The kitchen door was flung back, as if Death, after having rushed in, had rushed out again, and left the place in dire devastation, a chicken-house that the badger has been in. There was a kitchen lamp burning on the table and smoking sky-high, and in the small room the smell of gunpowder still hung. The gun was on the table beside the lamp. There was blood all over the kitchen, I slipped in it on the floor. Hurricane-lamps are difficult to direct on to any particular spot, but they give a very striking illumination of a whole room or situation; I remember the things I have seen by the light of a hurricane-lamp better than others.

I knew the children who had been shot, from the plains of the farm, where they had herded their fathers’ sheep. Wamai, Jogona’s son, a lively little boy who had for some time been a pupil at the school, was lying on the floor between the door and the table. He was not dead, but not far from death, and unconscious even, though he groaned a little. We lifted him aside, to be able to move. The child that shrieked was Wanyangerri, who had been the youngest of the party in the kitchen. He was sitting up, leaning forwards, towards the lamp; the blood spouted, like water from a pump, from his face,—if one could still say that, for he must have stood straight in front of the barrel when it was fired and it had taken his lower jaw clean off. He held his arms out from his sides and moved them up and down like pump-spears, as the wings of a chicken go, after it has had its head cut off.

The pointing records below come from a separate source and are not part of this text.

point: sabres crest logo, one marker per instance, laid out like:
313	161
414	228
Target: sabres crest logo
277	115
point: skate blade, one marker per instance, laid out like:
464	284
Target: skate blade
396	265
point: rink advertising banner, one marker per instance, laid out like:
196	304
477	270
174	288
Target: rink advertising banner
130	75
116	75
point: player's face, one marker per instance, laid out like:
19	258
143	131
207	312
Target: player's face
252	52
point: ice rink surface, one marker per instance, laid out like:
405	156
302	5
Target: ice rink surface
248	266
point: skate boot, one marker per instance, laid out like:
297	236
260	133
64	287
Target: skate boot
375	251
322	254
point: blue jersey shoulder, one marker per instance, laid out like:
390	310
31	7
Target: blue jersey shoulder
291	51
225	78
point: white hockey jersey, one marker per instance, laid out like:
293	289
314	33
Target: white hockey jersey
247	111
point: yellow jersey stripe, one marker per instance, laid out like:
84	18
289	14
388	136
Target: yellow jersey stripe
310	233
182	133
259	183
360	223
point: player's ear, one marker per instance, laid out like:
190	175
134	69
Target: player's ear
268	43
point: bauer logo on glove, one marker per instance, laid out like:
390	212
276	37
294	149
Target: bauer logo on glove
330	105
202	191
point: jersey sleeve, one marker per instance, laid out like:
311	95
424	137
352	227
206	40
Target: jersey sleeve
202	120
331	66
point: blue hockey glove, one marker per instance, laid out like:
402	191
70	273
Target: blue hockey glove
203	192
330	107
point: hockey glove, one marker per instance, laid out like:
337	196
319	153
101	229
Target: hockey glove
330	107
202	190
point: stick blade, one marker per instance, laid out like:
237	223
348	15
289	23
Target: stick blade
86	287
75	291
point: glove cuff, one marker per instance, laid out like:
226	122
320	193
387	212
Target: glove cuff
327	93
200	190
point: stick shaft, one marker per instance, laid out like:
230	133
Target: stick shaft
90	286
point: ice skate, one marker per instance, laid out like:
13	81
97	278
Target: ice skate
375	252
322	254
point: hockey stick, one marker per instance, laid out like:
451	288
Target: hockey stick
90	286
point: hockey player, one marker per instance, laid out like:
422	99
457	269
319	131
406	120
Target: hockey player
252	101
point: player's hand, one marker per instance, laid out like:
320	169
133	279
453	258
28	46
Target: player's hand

When you are brought suddenly within the presence of such disaster, there seems to be but one advice, it is the remedy of the shooting-field and the farmyard: that you should kill quickly and at any cost. And yet you know that you cannot kill, and your brain turns with fear. I put my hands to the child’s head and pressed it in my despair, and, as if I had really killed him, he at the same moment stopped screaming, and sat erect with his arms hanging down, as if he was made of wood. So now I know what it feels like to heal by imposition of hands.